Ten years ago Kurt Ver Beek and his wife, JoAnn Van Engen, moved with their family from an upper-class neighborhood to one of the poorest, most violent communities in Tegucigalpa, the dusty capital of Honduras, Central America’s original “banana republic.” They haven’t looked back—but more and more people in Honduras and around the world have been looking with interest and admiration to cutting-edge justice efforts carried out by Kurt, Jo Ann,  and a group of courageous Hondurans they work with.

Kurt and JoAnn moved to Central America soon after graduating from college in the 1980s.

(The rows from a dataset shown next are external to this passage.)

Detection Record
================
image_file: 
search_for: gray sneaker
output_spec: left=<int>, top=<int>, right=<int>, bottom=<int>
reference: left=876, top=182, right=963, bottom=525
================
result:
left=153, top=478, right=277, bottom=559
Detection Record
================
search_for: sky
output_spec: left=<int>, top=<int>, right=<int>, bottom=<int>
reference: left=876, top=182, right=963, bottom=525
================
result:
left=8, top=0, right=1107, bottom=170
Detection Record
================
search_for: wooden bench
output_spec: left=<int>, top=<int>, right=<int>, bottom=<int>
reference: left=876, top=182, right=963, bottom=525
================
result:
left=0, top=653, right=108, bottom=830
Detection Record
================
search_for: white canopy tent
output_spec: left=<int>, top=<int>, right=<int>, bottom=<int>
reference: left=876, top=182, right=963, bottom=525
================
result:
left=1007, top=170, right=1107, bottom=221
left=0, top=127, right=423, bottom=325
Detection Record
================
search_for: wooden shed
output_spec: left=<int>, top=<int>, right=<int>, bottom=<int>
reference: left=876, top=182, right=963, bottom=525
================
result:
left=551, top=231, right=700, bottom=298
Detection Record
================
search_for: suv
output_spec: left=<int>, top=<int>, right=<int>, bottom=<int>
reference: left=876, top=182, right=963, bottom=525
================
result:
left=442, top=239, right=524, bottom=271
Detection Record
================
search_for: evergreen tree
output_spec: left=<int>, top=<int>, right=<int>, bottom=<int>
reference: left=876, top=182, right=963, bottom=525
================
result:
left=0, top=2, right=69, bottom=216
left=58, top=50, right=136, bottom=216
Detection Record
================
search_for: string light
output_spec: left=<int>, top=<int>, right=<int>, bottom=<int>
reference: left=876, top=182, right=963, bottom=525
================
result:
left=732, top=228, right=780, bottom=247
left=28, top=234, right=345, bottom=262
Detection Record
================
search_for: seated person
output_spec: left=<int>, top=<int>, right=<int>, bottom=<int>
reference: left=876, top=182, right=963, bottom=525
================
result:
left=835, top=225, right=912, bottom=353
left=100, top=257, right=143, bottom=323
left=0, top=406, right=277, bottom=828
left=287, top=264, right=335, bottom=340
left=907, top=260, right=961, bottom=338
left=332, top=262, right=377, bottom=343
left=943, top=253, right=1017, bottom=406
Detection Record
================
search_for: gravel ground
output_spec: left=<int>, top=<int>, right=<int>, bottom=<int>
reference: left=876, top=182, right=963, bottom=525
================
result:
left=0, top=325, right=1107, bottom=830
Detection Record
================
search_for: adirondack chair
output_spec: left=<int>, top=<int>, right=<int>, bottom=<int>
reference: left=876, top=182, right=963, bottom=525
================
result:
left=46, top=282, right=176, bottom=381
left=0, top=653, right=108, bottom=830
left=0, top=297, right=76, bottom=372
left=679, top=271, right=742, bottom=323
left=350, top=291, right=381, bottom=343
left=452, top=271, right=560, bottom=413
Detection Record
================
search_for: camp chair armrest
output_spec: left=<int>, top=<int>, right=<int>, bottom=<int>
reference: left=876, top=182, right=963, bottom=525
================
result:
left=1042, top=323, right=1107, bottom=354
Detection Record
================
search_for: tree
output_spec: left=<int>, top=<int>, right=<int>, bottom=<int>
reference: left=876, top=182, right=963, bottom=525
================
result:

For six years they worked for a Christian community development organization overseeing agriculture and literacy programs in rural areas, and since 1996 they’ve directed a study-abroad program for Calvin College (Grand Rapids, Mich.).

Along with a group of Honduran friends and colleagues, they also helped found the Association for a More Just Society, an organization dedicated to putting the message of social justice found in the Bible into action in Honduras. In recent years AJS has…

  • won groundbreaking convictions in cases involving torture of prison inmates and the assassination of a human rights lawyer.
  • helped some 60,000 poor families obtain land titles.
  • provided legal, investigative, and psychological services to hundreds of poor individuals affected by domestic, sexual, and gang violence, and reduced crime in one target neighborhood by 80%.

One target of AJS’s efforts has been the violence in Kurt’s neighborhood. By building up relationships of trust between neighborhood residents and justice officials, resulting in higher arrest and conviction rates for the neighborhoods most violent gang members, and by providing more opportunities for at-risk youths, AJS has helped slash crime rates in the neighborhood by 80%.

In response to the 2009 political crisis in Honduras, Ver Beek and other justice advocates associated with AJS have also spearheaded Transformemos Honduras (Let’s Transform Honduras), a Christian anti-corruption movement that in its short lifetime has uncovered million-dollar scandals and brought pressure to bear on Honduras’ highest-ranking government officials, right up to the president.

Ver Beek’s and AJS’s work has won applause from groups as diverse as Catholic and Evangelical leaders, the World Bank, Honduran law-enforcement officials—and thousands of residents of poor urban communities in Honduras. But they’ve also roused the anger of powerful interests unhappy with their unbalancing of a status quo that favors an elite few at the expense of the poor. AJS labor rights lawyer Dionisio Díaz García was assassinated in 2006 in retaliation for his work. In recent months several staff members have received threatening text messages and phone calls, and two were threatened at gunpoint. As a result, Ver Beek and other AJS members must often be accompanied by bodyguards, assigned by the Honduran Government in compliance with an order from the Inter American Human Rights Commission.

Ver Beek will be in the Seattle – Vancouver Corridor from Sunday, March 6, through Sunday, March 13, for various speaking engagements, and will also be available for media interviews. Speaking engagements open to the public include the following:

“Love Fearlessly, Do Justice” – Presentation and Q&A Session Tuesday, March 8, 7:00 p.m. Holy Spirit Lutheran Church 10021 Northeast 124th Street, Kirkland, WA 98034-6798

Kurt received earned his Master’s in Human Resource Development from Azusa Pacific University, and his Ph.D. in Development Sociology from Cornell University. In addition to leading off-campus programs and being a driving force behind AJS, he has conducted research on maquilas (clothing assembly factories) in Honduras, the effects of short-term missions, and the role of faith in community development.